There are some weird things in your code.
What you call “permutations” is more like a Cartesian product that can be calculated using itertools.product .
Since Python is indexed with a null value, the first element of the line is index 0, so a comparison like i[2].find(sMotif) < 1 will return True if the line is right at the beginning, which seems a little strange.
Your OddsRatio, PValue and Enrichment calculations are inside the loop, but neither zeroing counts, nor print means that you calculate them cumulatively for each new line, but do nothing with this information.
You repeat i[2].find(sMotif) several times in the typical case. This result is not cached.

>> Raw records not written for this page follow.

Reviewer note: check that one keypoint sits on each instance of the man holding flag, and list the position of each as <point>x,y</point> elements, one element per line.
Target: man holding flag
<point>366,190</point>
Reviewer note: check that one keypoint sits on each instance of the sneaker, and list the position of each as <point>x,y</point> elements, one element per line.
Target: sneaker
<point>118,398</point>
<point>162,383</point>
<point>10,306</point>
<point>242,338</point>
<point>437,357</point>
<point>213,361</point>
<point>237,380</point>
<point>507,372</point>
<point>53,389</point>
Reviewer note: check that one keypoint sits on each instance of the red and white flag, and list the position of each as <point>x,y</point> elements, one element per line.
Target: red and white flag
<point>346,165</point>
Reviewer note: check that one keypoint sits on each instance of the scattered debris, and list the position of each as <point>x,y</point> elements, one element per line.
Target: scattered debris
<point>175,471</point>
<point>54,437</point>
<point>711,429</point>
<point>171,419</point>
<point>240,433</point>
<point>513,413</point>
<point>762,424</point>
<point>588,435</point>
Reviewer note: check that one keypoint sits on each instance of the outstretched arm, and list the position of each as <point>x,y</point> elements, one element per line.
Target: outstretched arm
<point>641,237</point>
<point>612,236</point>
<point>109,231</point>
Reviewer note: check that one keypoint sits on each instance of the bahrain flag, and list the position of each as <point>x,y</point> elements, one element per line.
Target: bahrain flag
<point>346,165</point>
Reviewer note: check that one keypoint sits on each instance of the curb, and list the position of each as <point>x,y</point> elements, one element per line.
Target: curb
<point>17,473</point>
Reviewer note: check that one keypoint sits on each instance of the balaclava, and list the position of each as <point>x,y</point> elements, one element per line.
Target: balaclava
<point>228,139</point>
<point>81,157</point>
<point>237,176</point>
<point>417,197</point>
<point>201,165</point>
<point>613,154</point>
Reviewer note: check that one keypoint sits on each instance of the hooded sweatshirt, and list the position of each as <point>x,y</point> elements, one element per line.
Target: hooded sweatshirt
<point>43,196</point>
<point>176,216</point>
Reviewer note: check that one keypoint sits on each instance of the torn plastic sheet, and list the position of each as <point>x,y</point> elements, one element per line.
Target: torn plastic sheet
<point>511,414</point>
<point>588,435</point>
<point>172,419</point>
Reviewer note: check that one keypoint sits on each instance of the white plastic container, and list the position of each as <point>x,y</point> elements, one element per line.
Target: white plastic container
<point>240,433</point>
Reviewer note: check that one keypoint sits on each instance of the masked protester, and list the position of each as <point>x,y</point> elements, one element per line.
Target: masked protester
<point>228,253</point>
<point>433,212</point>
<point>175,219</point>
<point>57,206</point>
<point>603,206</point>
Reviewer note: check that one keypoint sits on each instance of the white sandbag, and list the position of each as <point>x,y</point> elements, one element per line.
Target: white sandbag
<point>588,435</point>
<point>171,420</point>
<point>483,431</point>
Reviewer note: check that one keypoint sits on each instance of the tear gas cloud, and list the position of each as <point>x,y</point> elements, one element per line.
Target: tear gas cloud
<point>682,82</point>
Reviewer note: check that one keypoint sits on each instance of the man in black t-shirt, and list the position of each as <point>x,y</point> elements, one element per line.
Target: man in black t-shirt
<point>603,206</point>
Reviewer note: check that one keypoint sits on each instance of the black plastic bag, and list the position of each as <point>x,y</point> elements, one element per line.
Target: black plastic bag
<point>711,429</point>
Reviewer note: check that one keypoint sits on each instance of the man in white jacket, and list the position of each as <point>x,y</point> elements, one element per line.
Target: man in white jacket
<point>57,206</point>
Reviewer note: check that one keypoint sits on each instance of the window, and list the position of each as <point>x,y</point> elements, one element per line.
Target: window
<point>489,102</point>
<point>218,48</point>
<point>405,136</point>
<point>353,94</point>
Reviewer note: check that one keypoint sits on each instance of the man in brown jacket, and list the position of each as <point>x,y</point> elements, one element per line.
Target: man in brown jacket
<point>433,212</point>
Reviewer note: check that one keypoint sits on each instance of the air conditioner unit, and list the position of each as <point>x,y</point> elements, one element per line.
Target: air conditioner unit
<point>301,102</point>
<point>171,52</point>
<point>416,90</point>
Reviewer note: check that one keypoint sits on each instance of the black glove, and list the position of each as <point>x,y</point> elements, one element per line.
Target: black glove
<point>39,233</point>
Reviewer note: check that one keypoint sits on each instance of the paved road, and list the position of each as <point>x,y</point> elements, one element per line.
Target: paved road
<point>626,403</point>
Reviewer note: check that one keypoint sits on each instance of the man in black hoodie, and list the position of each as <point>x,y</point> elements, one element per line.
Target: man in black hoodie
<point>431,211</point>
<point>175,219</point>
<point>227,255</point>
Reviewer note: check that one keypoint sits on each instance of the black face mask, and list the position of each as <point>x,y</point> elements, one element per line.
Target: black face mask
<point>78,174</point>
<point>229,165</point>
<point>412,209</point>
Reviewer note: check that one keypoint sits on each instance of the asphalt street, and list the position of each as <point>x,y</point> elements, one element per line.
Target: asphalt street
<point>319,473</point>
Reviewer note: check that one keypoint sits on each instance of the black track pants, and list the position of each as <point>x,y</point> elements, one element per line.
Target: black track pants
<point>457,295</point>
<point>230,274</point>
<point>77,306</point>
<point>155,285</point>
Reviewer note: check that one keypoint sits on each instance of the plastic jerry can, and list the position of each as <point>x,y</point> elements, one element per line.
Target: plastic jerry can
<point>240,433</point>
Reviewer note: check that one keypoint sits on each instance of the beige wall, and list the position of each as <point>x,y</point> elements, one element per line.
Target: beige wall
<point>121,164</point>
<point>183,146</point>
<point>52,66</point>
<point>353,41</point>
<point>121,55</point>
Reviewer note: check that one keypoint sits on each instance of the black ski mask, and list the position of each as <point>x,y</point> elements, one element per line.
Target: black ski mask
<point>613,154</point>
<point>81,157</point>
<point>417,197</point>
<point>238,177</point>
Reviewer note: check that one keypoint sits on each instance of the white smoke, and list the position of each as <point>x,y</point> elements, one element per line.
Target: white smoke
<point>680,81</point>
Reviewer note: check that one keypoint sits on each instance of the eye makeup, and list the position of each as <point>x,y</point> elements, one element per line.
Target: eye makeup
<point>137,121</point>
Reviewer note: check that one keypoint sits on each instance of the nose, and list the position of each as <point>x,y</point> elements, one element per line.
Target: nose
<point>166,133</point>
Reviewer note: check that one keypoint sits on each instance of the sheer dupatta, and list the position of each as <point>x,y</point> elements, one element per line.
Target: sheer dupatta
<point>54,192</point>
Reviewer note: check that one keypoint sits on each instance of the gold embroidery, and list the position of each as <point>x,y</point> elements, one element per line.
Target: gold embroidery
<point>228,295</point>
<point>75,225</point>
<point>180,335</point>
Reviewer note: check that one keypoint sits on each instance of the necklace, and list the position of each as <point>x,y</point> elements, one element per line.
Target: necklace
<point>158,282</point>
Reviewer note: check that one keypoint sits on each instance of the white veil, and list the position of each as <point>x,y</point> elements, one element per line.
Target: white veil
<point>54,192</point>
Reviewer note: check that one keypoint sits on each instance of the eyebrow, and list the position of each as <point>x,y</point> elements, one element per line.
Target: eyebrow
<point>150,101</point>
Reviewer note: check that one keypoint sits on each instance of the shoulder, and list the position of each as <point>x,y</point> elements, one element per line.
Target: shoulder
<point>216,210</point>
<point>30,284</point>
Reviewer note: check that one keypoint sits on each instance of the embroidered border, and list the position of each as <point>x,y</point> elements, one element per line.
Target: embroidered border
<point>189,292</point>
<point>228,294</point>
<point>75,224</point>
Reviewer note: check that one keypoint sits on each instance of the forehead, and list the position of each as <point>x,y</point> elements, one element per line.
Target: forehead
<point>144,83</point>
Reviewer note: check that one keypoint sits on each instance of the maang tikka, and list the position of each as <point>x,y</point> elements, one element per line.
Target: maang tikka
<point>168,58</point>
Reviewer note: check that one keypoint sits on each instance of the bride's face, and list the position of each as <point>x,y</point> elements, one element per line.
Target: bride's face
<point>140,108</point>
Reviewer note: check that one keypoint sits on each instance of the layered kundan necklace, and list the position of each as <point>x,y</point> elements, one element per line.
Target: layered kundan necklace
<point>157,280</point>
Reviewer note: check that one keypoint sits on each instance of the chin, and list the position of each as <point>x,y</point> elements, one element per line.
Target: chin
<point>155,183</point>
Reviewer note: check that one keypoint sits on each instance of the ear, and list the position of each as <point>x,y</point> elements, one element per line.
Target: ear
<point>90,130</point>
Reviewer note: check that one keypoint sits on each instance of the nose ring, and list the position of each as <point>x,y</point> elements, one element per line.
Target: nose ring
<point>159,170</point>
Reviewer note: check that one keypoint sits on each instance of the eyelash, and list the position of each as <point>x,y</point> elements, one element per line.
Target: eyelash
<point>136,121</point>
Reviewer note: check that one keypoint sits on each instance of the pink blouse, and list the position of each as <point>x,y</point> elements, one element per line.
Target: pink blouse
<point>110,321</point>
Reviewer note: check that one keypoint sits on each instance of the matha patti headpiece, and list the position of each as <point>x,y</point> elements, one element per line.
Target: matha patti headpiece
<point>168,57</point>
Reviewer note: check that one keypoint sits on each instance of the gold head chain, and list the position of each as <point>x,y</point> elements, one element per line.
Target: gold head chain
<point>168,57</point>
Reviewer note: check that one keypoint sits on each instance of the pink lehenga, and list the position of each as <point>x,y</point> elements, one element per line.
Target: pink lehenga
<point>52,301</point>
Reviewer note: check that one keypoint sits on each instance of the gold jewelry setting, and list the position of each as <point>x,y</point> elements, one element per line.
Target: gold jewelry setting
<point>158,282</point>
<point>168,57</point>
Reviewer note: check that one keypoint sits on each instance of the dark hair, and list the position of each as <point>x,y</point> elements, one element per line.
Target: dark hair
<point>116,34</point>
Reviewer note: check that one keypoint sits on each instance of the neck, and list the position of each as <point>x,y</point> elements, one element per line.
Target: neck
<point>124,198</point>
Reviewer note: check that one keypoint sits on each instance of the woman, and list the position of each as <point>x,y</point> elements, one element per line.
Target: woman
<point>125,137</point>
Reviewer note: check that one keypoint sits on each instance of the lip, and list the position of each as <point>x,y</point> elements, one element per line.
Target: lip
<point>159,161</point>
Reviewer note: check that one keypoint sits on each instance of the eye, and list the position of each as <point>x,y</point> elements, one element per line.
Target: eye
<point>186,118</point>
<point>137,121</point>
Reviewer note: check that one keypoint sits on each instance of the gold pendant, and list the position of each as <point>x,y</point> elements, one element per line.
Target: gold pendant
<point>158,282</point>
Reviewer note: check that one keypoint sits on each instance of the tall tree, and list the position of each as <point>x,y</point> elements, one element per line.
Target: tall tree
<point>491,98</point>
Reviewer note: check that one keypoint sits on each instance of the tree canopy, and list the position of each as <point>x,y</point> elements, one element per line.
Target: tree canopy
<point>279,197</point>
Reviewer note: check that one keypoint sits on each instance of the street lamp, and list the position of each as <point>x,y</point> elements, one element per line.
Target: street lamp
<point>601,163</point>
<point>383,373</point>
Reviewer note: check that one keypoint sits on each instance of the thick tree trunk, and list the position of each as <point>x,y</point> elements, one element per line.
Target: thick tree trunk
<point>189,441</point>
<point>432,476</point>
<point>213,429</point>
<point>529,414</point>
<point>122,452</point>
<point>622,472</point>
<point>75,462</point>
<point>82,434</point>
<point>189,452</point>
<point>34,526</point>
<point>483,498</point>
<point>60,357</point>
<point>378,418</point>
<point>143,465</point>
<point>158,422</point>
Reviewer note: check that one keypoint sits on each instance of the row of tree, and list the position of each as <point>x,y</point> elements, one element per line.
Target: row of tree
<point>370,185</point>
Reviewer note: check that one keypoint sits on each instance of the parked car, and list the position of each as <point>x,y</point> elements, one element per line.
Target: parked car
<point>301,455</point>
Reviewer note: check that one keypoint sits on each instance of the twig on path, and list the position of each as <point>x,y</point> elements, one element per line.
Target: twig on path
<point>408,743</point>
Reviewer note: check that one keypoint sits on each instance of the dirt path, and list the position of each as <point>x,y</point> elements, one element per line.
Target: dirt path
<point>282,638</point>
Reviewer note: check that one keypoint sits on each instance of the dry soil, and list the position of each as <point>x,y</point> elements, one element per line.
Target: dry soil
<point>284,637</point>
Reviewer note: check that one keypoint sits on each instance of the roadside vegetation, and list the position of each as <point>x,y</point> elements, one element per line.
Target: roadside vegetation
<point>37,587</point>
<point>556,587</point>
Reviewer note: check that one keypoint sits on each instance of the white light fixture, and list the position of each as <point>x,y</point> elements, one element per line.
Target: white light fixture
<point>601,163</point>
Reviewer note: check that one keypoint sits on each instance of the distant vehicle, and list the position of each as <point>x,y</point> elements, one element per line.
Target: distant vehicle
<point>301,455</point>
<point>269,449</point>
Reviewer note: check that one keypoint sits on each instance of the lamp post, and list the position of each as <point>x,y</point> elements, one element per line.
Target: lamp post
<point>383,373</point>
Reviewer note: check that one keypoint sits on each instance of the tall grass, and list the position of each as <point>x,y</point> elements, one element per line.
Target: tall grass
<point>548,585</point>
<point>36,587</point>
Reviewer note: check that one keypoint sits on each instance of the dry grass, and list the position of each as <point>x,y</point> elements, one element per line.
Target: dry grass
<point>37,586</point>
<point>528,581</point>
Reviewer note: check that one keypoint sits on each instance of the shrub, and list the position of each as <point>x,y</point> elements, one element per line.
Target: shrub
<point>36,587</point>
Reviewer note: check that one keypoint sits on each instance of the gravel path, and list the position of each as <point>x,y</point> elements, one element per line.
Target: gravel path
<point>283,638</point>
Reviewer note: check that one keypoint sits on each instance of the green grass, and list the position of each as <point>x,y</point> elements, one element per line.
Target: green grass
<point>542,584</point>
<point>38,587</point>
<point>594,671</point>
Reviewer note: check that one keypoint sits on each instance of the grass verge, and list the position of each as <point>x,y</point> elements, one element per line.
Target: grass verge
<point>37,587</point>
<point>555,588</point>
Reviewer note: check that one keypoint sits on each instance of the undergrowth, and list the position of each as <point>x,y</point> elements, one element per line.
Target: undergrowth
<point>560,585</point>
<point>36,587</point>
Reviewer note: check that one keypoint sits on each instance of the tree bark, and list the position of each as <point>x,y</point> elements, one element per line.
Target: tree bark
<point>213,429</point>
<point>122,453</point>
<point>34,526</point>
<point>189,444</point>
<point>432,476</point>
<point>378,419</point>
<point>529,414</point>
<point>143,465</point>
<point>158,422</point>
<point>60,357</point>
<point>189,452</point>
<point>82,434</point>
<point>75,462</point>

Assuming I understand the numbers you are trying to calculate, and I could be wrong because there are a few things you do, I don’t understand - I would flip the logic. Instead of sorting through each motive and trying to count it in each row, iterate over each row and see what is there. This will be approximately 7 * the number of lines instead of the number of motives * the number of lines.
For instance:
import random from itertools import product from collections import defaultdict, Counter N = 12000 datalength = 400 listoflists = [[str(i), random.uniform(-1, 1), ''.join([random.choice('AGCT') for c in range(datalength)])] for i in range(N)] def chunk(seq, width): for i in range(len(seq)-width+1): yield seq[i:i+width] def count_motifs(datatriples, width=7): motif_counts_by_down = defaultdict(Counter) nonmotif_counts_by_down = defaultdict(Counter) all_motifs = set(''.join(p) for p in product('AGCT',repeat=width)) for symbol, value, sdata in datatriples: down = value < -0.5
(I reduced the length of the line just to make the conclusion faster; if the line is 10 times longer, the code takes 10 times longer.)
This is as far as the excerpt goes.